The movie has some splendid moments: A mother cries at the difficulty of the choice she must make between giving her child what she wants and giving her what’s best. Her struggle is common, and she’s fighting against an almost overwhelming tide of marketing and, yes, even addiction. A school lunch worker, speaking of the fact that few kids choose the healthy option at lunch, says, “You can’t choose for them.” But they are children; we mustchoose for them. Not only are their parents not present, but their parents often don’t know what’s best.

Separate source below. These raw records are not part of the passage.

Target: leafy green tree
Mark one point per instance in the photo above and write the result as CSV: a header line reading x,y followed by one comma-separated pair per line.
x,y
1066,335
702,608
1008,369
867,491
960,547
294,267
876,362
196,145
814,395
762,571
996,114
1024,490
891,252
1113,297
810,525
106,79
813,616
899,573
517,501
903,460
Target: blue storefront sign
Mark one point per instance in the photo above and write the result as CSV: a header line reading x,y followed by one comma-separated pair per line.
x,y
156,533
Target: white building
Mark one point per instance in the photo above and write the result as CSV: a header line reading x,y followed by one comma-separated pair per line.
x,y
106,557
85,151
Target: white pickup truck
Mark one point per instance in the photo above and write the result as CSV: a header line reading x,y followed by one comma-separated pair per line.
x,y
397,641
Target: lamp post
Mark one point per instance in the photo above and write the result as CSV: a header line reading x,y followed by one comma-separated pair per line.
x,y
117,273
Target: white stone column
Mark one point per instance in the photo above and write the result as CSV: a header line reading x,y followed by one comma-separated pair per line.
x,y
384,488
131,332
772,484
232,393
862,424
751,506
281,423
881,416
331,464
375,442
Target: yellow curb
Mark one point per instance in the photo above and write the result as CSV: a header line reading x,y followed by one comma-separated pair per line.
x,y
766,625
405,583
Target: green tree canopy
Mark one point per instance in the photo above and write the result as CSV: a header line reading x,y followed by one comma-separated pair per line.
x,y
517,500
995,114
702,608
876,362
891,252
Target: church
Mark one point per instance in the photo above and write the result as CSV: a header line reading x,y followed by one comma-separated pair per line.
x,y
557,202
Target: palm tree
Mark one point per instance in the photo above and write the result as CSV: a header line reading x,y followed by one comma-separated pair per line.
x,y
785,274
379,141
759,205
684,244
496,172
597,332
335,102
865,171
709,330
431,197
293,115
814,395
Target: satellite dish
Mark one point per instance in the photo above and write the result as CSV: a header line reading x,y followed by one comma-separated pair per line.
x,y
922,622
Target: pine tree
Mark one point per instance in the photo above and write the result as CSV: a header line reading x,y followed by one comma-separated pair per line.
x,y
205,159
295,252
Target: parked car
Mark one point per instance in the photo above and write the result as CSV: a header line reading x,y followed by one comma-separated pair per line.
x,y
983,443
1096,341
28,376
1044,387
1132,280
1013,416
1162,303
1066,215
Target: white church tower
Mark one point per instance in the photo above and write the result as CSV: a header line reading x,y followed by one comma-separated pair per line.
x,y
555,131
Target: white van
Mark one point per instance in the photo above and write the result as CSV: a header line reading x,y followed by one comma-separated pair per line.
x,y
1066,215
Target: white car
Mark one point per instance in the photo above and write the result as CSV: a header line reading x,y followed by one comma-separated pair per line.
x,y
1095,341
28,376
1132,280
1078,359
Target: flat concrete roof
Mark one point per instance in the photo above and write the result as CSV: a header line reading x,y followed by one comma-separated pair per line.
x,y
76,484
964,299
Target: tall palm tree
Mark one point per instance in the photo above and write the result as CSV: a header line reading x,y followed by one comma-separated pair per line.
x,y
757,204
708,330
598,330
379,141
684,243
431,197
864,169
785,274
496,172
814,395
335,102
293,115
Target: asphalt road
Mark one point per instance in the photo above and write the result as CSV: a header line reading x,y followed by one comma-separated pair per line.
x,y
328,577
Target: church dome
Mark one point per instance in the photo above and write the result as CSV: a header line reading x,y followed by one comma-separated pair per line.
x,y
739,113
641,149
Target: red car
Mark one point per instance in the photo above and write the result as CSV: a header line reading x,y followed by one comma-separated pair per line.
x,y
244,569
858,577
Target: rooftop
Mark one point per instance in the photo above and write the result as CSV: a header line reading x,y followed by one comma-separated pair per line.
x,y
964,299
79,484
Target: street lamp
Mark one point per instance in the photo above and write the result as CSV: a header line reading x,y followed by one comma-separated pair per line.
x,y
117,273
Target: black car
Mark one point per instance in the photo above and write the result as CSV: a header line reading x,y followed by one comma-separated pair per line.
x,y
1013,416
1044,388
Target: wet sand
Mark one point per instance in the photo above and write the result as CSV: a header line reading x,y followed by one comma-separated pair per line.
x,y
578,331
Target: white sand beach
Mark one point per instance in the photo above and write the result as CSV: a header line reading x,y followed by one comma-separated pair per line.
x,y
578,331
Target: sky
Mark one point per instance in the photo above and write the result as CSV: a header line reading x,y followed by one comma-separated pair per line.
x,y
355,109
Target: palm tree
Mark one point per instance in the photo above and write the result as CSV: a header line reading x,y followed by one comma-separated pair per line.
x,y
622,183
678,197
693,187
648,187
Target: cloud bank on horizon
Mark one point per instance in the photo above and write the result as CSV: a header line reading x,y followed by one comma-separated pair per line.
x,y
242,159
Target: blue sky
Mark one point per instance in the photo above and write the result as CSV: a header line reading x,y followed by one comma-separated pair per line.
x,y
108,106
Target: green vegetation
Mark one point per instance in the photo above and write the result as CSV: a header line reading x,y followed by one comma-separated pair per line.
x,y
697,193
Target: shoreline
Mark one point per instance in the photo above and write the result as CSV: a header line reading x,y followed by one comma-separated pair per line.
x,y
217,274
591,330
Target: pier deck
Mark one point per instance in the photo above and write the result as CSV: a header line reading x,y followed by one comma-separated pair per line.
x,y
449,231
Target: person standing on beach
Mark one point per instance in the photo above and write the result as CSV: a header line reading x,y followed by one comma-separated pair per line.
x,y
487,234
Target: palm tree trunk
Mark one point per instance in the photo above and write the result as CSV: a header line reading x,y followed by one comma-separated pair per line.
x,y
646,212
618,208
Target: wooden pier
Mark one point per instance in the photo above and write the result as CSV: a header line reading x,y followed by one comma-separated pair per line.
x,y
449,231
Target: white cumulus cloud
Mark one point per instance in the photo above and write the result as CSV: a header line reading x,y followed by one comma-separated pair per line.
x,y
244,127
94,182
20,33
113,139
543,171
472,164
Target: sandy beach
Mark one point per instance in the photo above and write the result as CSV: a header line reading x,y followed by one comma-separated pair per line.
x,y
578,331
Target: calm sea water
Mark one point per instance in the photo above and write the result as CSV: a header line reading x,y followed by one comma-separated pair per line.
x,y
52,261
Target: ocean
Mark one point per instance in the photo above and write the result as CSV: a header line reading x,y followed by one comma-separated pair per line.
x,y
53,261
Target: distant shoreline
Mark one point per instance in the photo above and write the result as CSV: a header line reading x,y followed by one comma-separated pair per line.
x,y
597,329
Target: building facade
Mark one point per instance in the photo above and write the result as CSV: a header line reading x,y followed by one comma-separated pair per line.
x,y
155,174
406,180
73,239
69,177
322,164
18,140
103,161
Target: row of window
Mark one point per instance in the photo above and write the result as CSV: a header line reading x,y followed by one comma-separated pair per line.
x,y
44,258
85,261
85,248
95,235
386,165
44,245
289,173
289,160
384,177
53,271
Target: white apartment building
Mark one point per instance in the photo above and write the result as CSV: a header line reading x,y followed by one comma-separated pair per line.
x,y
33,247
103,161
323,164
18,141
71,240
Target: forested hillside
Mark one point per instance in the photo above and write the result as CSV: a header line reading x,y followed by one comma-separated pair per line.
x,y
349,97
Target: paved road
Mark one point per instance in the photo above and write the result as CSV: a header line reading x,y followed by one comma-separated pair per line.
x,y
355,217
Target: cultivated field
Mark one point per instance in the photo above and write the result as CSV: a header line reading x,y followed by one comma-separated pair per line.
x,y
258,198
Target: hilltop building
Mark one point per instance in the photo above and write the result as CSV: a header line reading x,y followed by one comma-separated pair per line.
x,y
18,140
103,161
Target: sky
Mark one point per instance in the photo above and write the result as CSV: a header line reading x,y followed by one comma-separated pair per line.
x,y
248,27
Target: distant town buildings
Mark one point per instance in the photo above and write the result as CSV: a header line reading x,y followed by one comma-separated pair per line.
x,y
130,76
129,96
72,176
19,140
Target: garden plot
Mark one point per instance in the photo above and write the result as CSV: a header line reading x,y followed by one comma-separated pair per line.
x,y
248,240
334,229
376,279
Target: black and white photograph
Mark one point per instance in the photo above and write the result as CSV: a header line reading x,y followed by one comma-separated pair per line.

That “Fed Up” is imperfect — how could a movie that was more than three years in the making, with constant tumult all around it, be otherwise? — is irrelevant. That it suggests that the response of the Obama administration to this crisis — and particularly Mrs. Obama — has been inadequate is also far from paramount. Yes, it’s fair to say, as Michael Pollan says in the movie, that “the government is subsidizing the obesity epidemic.” It’s also true that the Obama administration is the first one to try to do anything positive about this, and that it’s being fought at every turn.

Here’s what really matters: “Fed Up” is new in its bright, peppy, presumably crowd-pleasing presentation and in its target audience, many of whom, we assume, are not New York Times readers. The movie addresses what the former Food and Drug Administration commissioner David Kessler calls “one of the great public health epidemics of our time.” The greater public needs to know that.

As of this writing, the movie is in 19 markets, and doing well. If it were in hundreds of theaters, it would probably change more lives than any movie released this year, because if people see the film, they will get the message. It’s not a subtle one.